Abstract
Traditionnellement, les intellectuels roumains mettent le discours sur l’identité nationale soit dans le royaume du légendaire, de la mythologie, de la religiosité ou du mysticisme (voir les idéologies du Mouvement Légionnaire), soit dans le domaine de la philosophie spéculative (voir Lucian Blaga ou Constantin Noica).
Aujourd’hui, les intellectuels qui essayent de reconstruire le discours identitaire roumain propulsent ce discours soit sur le terrain de l’ethnie, soit sur celui de la religion, soit sur les deux dimensions. Personne n’essaye une reconstruction sur le terrain de la citoyenneté. Malheureusement, seule la « conscience de peuple » ne peut établir une solidarité réelle. Notre élite intellectuelle participe à la perpétuation d’un discours identitaire pré-moderne, de type ethnicisé, au lieu de devenir le promoteur de la modernisation de la conscience nationale. Surnommés « les maîtres de l’esprit », la plupart des intellectuels prennent soin d’en reproduire leurs publics en vertu du prestige que ceux ci reconnaissent.
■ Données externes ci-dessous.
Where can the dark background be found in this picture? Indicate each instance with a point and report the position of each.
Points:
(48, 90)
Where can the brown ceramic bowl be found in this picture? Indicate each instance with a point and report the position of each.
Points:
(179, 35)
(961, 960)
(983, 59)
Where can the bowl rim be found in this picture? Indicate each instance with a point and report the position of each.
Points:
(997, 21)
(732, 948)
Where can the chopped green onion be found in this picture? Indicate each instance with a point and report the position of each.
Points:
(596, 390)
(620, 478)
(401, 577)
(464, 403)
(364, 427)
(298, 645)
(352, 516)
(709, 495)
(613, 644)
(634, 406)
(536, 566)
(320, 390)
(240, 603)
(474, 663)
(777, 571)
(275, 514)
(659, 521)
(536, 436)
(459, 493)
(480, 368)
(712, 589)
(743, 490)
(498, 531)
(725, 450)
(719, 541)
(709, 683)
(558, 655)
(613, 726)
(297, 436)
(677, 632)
Dans un livre dédié au nihilisme postmoderne (L’Homme récent, 2001), un des intellectuels qui jouit de la plus grande audience en Roumanie, Horia-Roman Patapievici, propose comme sortie de la crise spirituelle de la modernité « l’ancrage dans l’esprit de la présence du Dieu » (sans nous dire comment ça se fait). Plus récemment, un autre personnage avec du succès à la télévision, Dan Puric, lance le même message, lui-aussi sans nous dire comment le faire (Qui on est, 2008). Il s’agit donc de nouvelles constructions idéologiques nationales. De telles constructions ont été proposées aussi par les leaders légionnaires Corneliu Zelea Codreanu et Horia Sima. C’est que Nicolae Ceausescu a fait. C’est que beaucoup de nos intellectuels représentatifs font: ils fuient la connaissance objective de la réalité, éludent les faits ou les super interprètent.
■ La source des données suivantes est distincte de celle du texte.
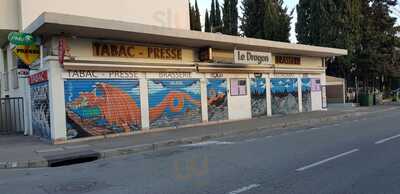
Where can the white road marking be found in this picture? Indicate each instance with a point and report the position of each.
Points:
(49, 150)
(207, 143)
(244, 189)
(326, 160)
(387, 139)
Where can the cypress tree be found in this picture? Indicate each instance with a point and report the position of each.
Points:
(284, 20)
(230, 17)
(191, 16)
(226, 17)
(197, 21)
(252, 20)
(212, 15)
(271, 20)
(217, 20)
(207, 24)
On a toutes les chances de rater encore une fois l’élaboration d’un discours critique sur nous-mêmes, sur notre type de civilisation. Lorsqu’il s’agit du pays où on vit, le discours identitaire ne peut jamais être trop critique. Le plus important poète roumain, Mihai Eminescu disait « Nationalisme, oui, mais en respectant la vérité ». La vérité est une pré-condition du véritable patriotisme. La vraie connaissance est le seul fondement sur lequel on peut construire un pays plus humain, c’est-à-dire plus habitable.
Du point de vue méthodologique, je pars de la prémisse qu’il est presque impossible de se tromper quand on parle de nous. Même si on réussit à produire un discours identitaire propre à la réalité roumaine, ce succès serait fortuit, car on ne saurait comment on l’avait obtenu. Plus ou moins, on peut tous se tromper. C’est pourquoi, même si on exagère en ce qui concerne notre attitude critique, je crois qu’il est à préférer de nous tromper « en minus » qu « en plus ». Celui qui se leurre d’illusions ne peut être lucide ni quand il pense, ni quand il prend des décisions, ni quand il agit.
Je propose dans mon exposé une analyse critique du discours identitaire roumain de dernières 150 années. On mettra en évidence aussi les tentatives contemporains de le reconstruire sur les alignements d’une vision pré-moderne, de type ethnique-religieux. De plus, je propose une reconstruction de ce discours dans le paradigme culturel de la modernité.